Visitors lining up to enter a community testing centre in Hong Kong on Nov 21, 2020. PHOTO: EPA-EFE

HONG KONG - Hong Kong will close entertainment outlets including bars and nightclubs, for the third time since the Covid-19 pandemic began, to contain a ballooning dance studio cluster.

The outlets will be closed from Thursday (Nov 26) to Dec 2. They were first closed in April and again from July to September.

Other new measures include the stipulation that all banquets will have no more than 10 tables, although each table can still have up to four patrons, which is what is now allowed in eateries.

Health officials said group gatherings in hotels and guest houses will be restricted. For instance, the number of guests in a room will be capped and there must be proper segregation of quarantine and non-quarantine rooms.

Appealing to the public to reduce dining out and avoid gatherings, Secretary for Food and Health Sophia Chan said the "situation is dire", with the source of infections unknown for many cases in recent days, and a third of the new patients asymptomatic.

The updated measures come on top of existing restrictions such as no more than four people allowed at any public gathering. Masks must be worn in public settings and restaurants are to cap operating capacity at 50 per cent.

The tightening of measures comes as the dance studio cluster expanded to 187 patients, which worried officials have said is the largest outbreak since the pandemic swept the city.

On Tuesday, Hong Kong recorded 80 new confirmed cases, of which 69 were local and 54 linked to the cluster that started at a dance studio in Wan Chai. This brings the total tally to more than 5,780 cases, including 108 deaths.

The government on Tuesday also issued a notice to say that seven more venues across the city - in Mei Foo, Aberdeen, Sha Tin and Tsim Sha Tsui - had been added to an initial list of 14 dance studios at the heart of the latest outbreak.

Visitors to the seven studios have been given until Thursday to get tested, while those who visited the 14 dance studios had till the end of yesterday to submit samples for testing.

Any person who fails to comply with the testing notice can be fined HK$2,000 (S$347).

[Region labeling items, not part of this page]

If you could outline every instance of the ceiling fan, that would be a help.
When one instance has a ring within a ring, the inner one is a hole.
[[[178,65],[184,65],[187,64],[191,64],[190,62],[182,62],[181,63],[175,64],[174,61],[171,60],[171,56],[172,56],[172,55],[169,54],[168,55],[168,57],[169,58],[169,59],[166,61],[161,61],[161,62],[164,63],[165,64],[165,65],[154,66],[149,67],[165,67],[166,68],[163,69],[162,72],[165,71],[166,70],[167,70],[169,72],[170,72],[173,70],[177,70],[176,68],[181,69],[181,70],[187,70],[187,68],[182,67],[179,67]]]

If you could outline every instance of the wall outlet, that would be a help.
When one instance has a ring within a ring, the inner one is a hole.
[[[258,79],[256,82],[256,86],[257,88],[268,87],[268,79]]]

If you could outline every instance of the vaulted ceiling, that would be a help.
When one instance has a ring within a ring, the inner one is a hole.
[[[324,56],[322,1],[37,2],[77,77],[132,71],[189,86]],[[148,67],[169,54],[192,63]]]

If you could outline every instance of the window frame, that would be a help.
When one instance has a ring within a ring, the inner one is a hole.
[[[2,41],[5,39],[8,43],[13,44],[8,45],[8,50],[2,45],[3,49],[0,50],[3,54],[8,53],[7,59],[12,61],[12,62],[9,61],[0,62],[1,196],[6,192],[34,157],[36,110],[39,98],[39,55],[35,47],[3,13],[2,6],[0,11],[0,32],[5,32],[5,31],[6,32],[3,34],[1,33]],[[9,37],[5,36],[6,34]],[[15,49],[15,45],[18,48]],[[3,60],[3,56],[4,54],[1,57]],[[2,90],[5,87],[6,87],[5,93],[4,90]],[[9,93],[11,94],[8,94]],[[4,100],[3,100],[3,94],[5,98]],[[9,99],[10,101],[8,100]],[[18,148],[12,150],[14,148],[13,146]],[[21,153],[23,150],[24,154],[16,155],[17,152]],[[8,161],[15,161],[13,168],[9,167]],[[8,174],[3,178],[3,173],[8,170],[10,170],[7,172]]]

The person would also be issued with a compulsory testing order and another failure to do so could mean a fine of HK$25,000 and six months' jail.

Chief Executive Carrie Lam, who will deliver her fourth policy address on Wednesday, said the government is in a tight financial situation.

"We've had three rounds of anti-epidemic funds - we've already used HK$310 billion. That may be the deficit of the government this year.

"We would like to make sure of reforms, to implement new initiatives without using additional monetary resources."

About 700 initiatives were proposed in the past three years, with 95 per cent completed or in progress, she said, and the remaining 5 per cent will be moved along as Parliament picks up speed.